Michael Tsai on Southwest Airlines and Technical Debt

This is a really interesting take on how technical debt directly contributed to Southwest’s terrible week.

From Zeynep Tufekci’s article on the NYT:

It’s been an open secret within Southwest for some time, and a shameful one, that the company desperately needed to modernize its scheduling systems. Software shortcomings contributed to previous, smaller-scale meltdowns, and Southwest unions had repeatedly warned about the software. Without more government regulation and oversight and greater accountability, we may see more fiascos like this one, which most likely stranded hundreds of thousands of Southwest passengers — perhaps more than a million — over Christmas week. And not just for a single company, as the problem is widespread across many industries.

This problem — relying on older or deficient software that needs updating — is known as incurring technical debt, meaning there is a gap between what the software needs to be and what it is. While aging code is a common cause of technical debt in older companies — such as with airlines, which started automating early — it can also be found in newer systems, because software can be written in a rapid and shoddy way, rather than in a more resilient manner that makes it more dependable and easier to fix or expand.
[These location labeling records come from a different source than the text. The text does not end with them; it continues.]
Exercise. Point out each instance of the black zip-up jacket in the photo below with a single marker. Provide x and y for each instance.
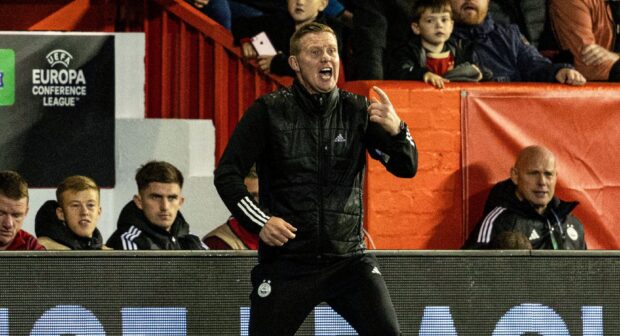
(504, 212)
(310, 153)
(135, 232)
(46, 224)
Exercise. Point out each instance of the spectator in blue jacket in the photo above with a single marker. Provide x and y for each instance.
(503, 49)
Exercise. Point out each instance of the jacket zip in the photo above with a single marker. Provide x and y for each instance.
(320, 178)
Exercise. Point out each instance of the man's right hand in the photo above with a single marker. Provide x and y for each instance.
(248, 50)
(277, 231)
(594, 54)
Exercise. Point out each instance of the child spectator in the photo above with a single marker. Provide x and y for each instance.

As you might expect, quicker is cheaper.

I think what’s so insiduous about technical debt is there’s not always an obvious, clear measurement that you’ve taken on too much. Every software system has some amount of technical debt, but it’s a challenge, even for experienced software engineers, to guage the level of debt. It’s not equivalent to the physical world where you can see if something is crumbling or has some other type of defect.

In some cases, software’s technical debt may be obvious, for example if its running on hardware or software that is no longer available or updated by it’s developers. COBOL running on a mainframe is a good example.

However, as Tufekci’s article states, even newer software can suffer from technical debt. On the contrary, it is possible for old software to be well maintained and have an acceptable amount of technical debt. For example, many modern operating systems (such as Linux) are decades old yet remain well maintained and cutting edge.

It’s likely that Southwest runs on programming languages and operating systems that are actively updated, but the debt lies in the software that they’ve written and runs their business. This is probably the case that a lot of companies in the 10-20 year old range fall into, and they would not be unique if they had technical debt that has gone out of control.

It’s an industry problem. We lack the tools and techniques to appropriately guage tech debt in quantifiable ways. How much technical debt is too much and how much impact it may have on a business boils down to opinion. Different engineers will debate with each other on this topic. There’s no standard, industry bechmarks or regulations to turn to, unlike other fields of engineering.

Perhaps our field will develop such standards, but my hunch is that software is unique enough from other engineering disciplines that we may never be able to develop such standards. I’d like to be wrong about this.

Does anyone know of productive cases of measuring tech debt? Or systemic ways to keep it within a maintainable limit?